Creating a level playing field among manufacturers has the twofold advantage of reassuring consumers and stimulating competitive innovations on a technically solid, industry-wide base. At the same time, International Standards are a great facilitator of cross-border trade, as they provide an internationally recognized system that favours compatibility and consistency while giving customers the reassurance of the ISO name. That same recognition is also a help when it comes to marketing, since the ISO brand is trusted the world over.
In a sector where regulations may vary significantly by country, or even municipality, manufacturers can feel more secure with their innovation, research and development in sanitation systems.
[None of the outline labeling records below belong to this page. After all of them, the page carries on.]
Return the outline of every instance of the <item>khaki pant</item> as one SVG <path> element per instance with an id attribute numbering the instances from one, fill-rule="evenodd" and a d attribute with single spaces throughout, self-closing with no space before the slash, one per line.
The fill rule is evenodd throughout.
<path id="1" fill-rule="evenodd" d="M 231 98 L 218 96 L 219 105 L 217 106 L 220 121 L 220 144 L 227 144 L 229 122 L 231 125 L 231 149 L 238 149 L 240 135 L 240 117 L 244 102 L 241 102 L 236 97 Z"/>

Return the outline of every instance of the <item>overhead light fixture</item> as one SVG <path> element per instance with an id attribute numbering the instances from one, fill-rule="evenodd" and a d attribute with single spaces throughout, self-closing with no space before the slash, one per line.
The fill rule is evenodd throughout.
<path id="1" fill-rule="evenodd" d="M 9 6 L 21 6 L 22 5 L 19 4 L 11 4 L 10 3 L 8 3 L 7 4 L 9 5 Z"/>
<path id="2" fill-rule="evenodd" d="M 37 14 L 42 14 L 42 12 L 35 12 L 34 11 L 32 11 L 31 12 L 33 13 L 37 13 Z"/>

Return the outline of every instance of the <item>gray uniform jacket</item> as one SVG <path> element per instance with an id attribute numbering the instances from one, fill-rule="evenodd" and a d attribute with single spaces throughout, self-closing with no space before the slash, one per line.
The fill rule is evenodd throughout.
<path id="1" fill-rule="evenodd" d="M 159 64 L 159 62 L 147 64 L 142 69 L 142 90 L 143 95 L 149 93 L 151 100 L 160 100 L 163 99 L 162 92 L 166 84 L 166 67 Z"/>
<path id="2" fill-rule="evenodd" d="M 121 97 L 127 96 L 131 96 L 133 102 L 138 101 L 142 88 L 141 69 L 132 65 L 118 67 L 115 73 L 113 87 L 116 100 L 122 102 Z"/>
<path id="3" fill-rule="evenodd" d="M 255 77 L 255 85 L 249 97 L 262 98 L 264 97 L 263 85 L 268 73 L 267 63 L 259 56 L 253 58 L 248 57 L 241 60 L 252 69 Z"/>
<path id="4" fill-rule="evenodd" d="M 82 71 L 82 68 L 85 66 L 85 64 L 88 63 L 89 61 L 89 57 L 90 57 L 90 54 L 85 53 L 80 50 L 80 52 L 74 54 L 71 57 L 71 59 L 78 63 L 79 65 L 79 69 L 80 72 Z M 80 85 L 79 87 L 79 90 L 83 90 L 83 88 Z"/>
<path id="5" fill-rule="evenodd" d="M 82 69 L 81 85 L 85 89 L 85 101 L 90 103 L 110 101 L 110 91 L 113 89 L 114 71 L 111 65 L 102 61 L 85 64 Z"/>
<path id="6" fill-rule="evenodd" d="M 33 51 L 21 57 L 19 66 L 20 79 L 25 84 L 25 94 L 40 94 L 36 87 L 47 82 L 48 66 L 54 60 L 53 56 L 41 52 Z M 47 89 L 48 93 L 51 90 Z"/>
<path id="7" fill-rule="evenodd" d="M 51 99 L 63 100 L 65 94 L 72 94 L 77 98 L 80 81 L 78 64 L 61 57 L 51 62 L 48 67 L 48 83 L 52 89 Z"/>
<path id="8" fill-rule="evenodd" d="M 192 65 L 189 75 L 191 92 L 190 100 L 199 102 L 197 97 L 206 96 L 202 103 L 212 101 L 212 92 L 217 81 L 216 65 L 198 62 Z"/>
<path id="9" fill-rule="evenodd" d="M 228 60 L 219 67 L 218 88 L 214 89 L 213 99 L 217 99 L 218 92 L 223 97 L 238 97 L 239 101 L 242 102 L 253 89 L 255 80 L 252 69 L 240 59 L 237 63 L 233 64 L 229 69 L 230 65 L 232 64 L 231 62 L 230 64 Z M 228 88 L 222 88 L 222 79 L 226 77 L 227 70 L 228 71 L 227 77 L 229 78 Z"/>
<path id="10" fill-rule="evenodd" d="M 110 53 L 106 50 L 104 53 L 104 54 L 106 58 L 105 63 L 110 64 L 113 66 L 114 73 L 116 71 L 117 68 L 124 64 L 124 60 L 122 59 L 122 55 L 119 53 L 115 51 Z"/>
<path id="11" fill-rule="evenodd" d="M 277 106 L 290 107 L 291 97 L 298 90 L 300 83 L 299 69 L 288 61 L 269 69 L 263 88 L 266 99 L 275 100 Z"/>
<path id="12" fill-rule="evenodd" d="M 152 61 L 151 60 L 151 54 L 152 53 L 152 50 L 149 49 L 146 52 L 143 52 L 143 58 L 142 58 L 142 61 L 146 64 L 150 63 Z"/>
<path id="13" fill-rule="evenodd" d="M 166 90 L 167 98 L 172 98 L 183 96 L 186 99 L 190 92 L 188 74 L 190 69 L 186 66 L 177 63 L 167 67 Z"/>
If they so choose, they can promote their systems towards the public, users and clients as being ISO 30500 certified.
Better policy for user protection
The new standard can also provide a sound basis for the development of national or local regulation for non-sewered systems. That’s because, in common with all ISO standards, ISO 30500 represents best practices and reflects the consensus of regulators, manufacturers and users from across the world. That makes International Standards a useful resource when developing regulations, and gives regulators the benefit of the consolidated opinion of experts without having to call on their services directly. It will enable regulators and government to tap into a constantly updated source of information and experiences.
And more than anyone else, it’s toilet users in non-sewered areas who are going to experience the widest benefits. The requirements of the standard will drive innovation, meaning better toilets will be available in areas where infrastructure such as plumbing and electricity are not feasible. In homes and communities, users of toilets that conform to the standard can be sure their non-sewered sanitation systems will be reliable, safe, hygienic, odour-free, and may even produce by-products that can be reused by the community. When this happens, everyone wins!
Developed by experts
Experts from 31 countries worldwide representing a broad range of stakeholder categories, such as industry, government, academia and non-governmental organizations, have come together to form consensus on the standard. The draft of ISO 30500 was prepared by ISO/PC 305, the project committee on non-sewered sanitation systems, with two liaison organizations, the African Water Association (AfWA) and the Toilet Board Coalition (TBC), also contributing to the standard’s development.
ISO 30500 is expected to be published in 2018.